BRANSON, Mo. -- Missouri has been keeping a little secret. There are a half dozen top-tier golf courses in Branson alone that are worth a trip to the Ozarks.
Of course, while you're there, you can check out one of the 40-plus shows on stage any given day. You can't golf after dark, anyway.
A course well worth a round is Thousand Hills Golf Resort. It was designed in 1995 by Robert Cupp, who created a quirky tract of 18 holes with a par of only 64, thanks to a single par 5 and nine par 3s. Land limitations and lots of rock made it tough to carve out a championship course.
But dispel from your mind the notion that this golf course is a cake walk. If you think you'll get off easy because it's only a par 64, you'll be surprised and probably frustrated.
All the holes are dramatic and involve either startling elevation changes or offset greens bordered by rock walls, drop-offs, mounds or a mountain stream.
"It's such a fun design and layout," said Matt Dillman, head golf professional. "Every level of player can enjoy it."
It has only three tees, which has some appeal in its simplicity. Also, "it's not often you get two par 3s back to back," Dillman said. "You can try a few different things.

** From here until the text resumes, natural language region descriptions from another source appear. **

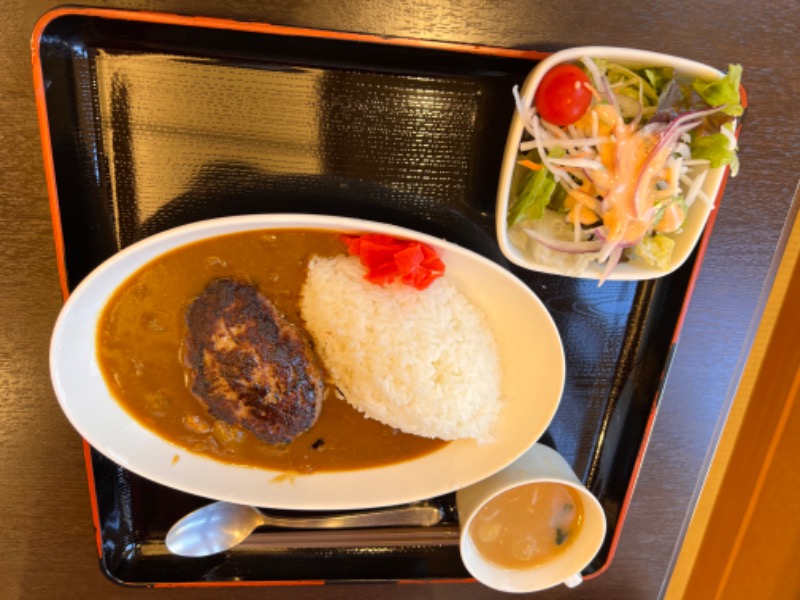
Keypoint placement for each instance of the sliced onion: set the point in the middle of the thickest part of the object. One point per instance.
(566, 246)
(669, 138)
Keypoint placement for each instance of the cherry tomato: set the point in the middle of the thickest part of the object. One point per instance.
(561, 98)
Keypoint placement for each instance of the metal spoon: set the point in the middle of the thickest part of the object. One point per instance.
(222, 525)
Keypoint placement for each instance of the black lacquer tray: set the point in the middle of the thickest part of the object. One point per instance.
(151, 121)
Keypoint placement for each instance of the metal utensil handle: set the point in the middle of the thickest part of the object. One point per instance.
(410, 515)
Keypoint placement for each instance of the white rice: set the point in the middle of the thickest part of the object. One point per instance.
(424, 362)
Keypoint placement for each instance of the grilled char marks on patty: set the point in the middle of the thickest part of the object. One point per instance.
(249, 365)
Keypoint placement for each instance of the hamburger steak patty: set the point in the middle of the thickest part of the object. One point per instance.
(249, 365)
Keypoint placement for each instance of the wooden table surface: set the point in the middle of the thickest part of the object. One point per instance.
(47, 549)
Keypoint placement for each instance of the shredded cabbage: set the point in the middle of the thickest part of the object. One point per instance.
(628, 171)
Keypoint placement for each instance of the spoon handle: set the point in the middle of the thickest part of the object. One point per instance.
(421, 515)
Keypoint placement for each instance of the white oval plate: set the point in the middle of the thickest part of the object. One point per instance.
(532, 360)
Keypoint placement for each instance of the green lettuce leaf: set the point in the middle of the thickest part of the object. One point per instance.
(723, 91)
(534, 196)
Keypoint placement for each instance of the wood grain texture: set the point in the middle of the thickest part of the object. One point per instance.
(48, 550)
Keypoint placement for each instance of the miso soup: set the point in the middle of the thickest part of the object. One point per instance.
(528, 525)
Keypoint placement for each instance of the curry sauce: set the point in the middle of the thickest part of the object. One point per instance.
(140, 345)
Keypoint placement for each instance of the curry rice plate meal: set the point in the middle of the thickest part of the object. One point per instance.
(264, 348)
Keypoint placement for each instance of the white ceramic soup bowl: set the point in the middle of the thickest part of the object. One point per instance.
(540, 464)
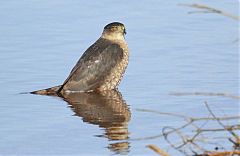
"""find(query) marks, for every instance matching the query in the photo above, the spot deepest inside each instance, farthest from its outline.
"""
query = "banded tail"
(49, 91)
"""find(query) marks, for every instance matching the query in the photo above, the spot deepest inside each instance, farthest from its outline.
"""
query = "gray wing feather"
(92, 68)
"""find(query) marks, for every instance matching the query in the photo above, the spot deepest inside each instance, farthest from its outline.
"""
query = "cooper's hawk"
(101, 67)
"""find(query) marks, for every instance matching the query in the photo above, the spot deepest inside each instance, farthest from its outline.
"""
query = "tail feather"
(48, 91)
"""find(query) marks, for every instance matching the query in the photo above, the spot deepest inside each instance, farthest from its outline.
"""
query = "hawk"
(101, 66)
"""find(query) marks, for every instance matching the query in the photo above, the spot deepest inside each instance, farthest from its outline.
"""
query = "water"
(170, 51)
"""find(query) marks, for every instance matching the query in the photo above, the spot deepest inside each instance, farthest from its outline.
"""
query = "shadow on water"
(108, 110)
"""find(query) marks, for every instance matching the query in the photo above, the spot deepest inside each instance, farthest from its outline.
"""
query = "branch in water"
(208, 9)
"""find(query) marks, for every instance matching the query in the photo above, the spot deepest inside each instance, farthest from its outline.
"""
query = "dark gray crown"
(113, 24)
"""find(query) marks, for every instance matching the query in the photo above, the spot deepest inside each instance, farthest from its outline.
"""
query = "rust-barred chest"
(113, 79)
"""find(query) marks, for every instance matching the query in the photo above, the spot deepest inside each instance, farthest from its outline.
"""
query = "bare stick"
(220, 123)
(208, 9)
(158, 150)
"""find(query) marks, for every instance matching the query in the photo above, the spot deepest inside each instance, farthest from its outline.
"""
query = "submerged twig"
(192, 142)
(158, 150)
(208, 9)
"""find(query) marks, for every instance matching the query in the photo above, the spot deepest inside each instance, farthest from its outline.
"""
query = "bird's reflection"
(106, 109)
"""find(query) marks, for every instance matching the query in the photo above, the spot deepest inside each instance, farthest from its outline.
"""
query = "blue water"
(170, 51)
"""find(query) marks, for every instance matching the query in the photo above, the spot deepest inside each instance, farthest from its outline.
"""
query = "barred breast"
(116, 74)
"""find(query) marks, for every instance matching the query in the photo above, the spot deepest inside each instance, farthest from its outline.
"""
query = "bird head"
(114, 30)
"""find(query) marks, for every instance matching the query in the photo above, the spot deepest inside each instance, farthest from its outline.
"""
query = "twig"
(211, 10)
(220, 123)
(158, 150)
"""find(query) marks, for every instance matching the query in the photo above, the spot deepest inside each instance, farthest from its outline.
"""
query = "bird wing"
(93, 67)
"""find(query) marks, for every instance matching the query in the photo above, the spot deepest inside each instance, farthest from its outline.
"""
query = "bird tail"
(49, 91)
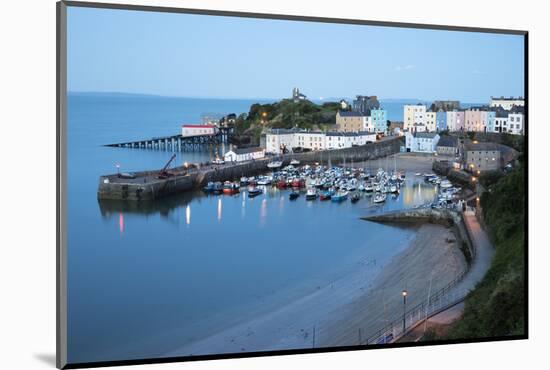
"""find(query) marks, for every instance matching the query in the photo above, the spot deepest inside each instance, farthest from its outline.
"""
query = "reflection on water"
(416, 193)
(220, 208)
(263, 212)
(188, 214)
(121, 223)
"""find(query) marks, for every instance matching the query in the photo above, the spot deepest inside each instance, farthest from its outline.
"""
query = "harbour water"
(145, 279)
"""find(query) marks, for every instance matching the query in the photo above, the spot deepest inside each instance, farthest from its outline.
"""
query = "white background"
(27, 186)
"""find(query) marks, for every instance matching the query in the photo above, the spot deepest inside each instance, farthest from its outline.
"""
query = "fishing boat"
(274, 164)
(298, 183)
(254, 191)
(379, 198)
(326, 195)
(230, 188)
(218, 188)
(311, 194)
(281, 184)
(208, 188)
(293, 195)
(340, 196)
(265, 180)
(445, 184)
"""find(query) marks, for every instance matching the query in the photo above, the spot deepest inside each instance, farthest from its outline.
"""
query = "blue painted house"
(379, 119)
(441, 120)
(490, 127)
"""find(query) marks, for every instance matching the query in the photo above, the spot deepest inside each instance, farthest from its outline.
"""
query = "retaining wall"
(152, 188)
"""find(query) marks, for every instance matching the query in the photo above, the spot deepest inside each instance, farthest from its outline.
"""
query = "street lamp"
(404, 293)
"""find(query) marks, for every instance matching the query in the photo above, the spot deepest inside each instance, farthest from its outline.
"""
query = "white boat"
(266, 180)
(274, 164)
(379, 198)
(446, 184)
(311, 194)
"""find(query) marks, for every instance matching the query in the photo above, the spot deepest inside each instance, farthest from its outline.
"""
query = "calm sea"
(145, 279)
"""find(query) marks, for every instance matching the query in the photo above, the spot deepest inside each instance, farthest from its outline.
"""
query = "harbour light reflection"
(263, 212)
(121, 223)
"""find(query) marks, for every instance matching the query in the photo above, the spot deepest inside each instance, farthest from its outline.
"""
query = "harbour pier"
(178, 142)
(146, 185)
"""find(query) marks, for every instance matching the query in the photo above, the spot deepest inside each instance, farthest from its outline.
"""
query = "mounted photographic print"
(236, 184)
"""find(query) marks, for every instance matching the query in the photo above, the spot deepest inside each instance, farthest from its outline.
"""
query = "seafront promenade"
(445, 305)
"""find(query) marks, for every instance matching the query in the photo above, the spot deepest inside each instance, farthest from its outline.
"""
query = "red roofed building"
(197, 130)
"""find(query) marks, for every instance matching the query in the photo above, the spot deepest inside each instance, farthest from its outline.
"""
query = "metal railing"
(444, 298)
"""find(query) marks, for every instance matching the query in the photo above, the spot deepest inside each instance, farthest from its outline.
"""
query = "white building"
(313, 140)
(197, 130)
(421, 142)
(414, 115)
(244, 154)
(455, 120)
(279, 141)
(340, 140)
(507, 103)
(515, 123)
(431, 121)
(368, 125)
(501, 124)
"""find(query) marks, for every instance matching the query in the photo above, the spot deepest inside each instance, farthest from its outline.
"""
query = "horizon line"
(328, 99)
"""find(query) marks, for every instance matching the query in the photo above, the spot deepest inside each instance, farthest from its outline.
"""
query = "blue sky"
(211, 56)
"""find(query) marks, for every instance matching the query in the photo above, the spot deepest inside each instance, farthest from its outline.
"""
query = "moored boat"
(254, 191)
(208, 188)
(218, 188)
(281, 184)
(326, 195)
(311, 194)
(274, 164)
(230, 188)
(340, 196)
(379, 198)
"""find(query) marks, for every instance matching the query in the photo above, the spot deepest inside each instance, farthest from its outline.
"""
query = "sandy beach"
(365, 298)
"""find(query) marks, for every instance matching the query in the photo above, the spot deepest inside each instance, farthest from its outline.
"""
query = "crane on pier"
(164, 174)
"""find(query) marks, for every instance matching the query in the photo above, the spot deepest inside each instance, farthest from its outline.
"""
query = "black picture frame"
(61, 248)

Thousand Hills "favors a nice, high, controlled fade off the tee because most of the trouble is on the left. The elevation changes are a challenge, but the biggest challenge is the amount of trouble on both sides" near the greens.
And the trouble isn't subtle. This course doesn't have drop-offs. It has abysses in abundance. A creek wanders through the course, creating a variety of carries -- some off the tee, some midway to the green and some at the end. A few holes have more than one.
Thousand Hills Golf Resort is in the middle of Branson and provides entertainment for the entertainers. Fixtures at the course include Marty Haggard, son of Merle, and showman and violinist Shoji Tabuchi, a Branson institution for more than two decades. This is the spot for star gazing.
The first hole starts with an elevated tee, then a creek and finally bunkers in your face. That's all before you reach the fairway. The fairway then swoops down to the green with only air on the left and mounds on the right.
The second hole is a par 3 guarded by a recessed bunker left, mounds right and another bunker back. If you're really far left, you're not going to see that ball again, thanks to a another drop-off. Get used to paying frequent ball taxes. (Taxes in the form of lost balls.)
John Redford, one of the course developers, played with us and demonstrated his mountain-goat skills that include standing at odd angles in order to bump shots off the sides of steep hills covered in thick rough onto the green. It's a skill you'll practice, too.
The third is one of the toughest holes at Thousand Hills Golf Resort, a par 4 that falls onto the fairway and then stops at the creek. From there, you have to launch a shot up about 20 feet to the green that is perched on a shelf between two rock walls. If that's not enough, there is a bunker cluster to the right. A stunning, beautiful hole.
Next are two par 3s, one uphill to a large, undulating green, the other downhill to an undulating green beset by bunkers. On most holes, getting on the green is just a minor piece of the puzzle. Getting the ball in the hole is the real trick.
Then it's onto No. 6, a par 4 that launches nearly straight up to a fairway with a couple of bunkers right in the middle of it. Gauging distance and roll makes this hole a calculation nightmare.
No. 7 is a benign looking par 3 till you get on the green with a wicked slope. It's the same for No. 8 but more on that.
The eighth tee gives you a view of the College of the Ozarks and its prized cattle behind the green, but it does not give you a view of the fairway. It's somewhere beyond that persimmons tree you must clear to set up a shot at the green. But lots of bunkers and mounds await around the corner for your tee shot. The green itself is sharply sloped, so a two-putt is cause for celebration.
The front nine ends with a mountain-top tee to a dogleg left that disappears around trees. Unless you're way right or you cleared the trees at the corner, you'll have a blind shot to the green.
The back is more of the same, including No. 10 with a pot bunker right in front of the par 3 green and No. 16, a par 4 that requires a lengthy drive and second shot to go to the green fronted by that creek again.
The course winds up with the only par 5 on the course, which descends to another cross over the creek to an elevated green with a bunker cluster to the right.
Thousand Hills Golf Resort can't just be plopped somewhere else. It's unique, beautifully maintained and dramatic.
It's also interesting to play a par-64 course, giving you opportunities to nail par 3s and boost your confidence. You'll need that confidence with the long holes.
Don't let the scorecard fool you -- Thousand Hills has it all.
Lodging possibilities at Thousand Hills Golf Resort are vast and roomy. They range from log cabins up to five bedrooms that are anything but rustic, condos and patio homes at the golf course, or lakeside condos at Table Rock Lake. All options are equipped with everything you need, such as fully equipped kitchens, a bath for each bedroom and wireless Internet access. Package deals kick in after just two nights. As a guest you'll also have access to a nearby pool, hot tubs, golf (of course), tennis, basketball, children's play areas and exercise facilities.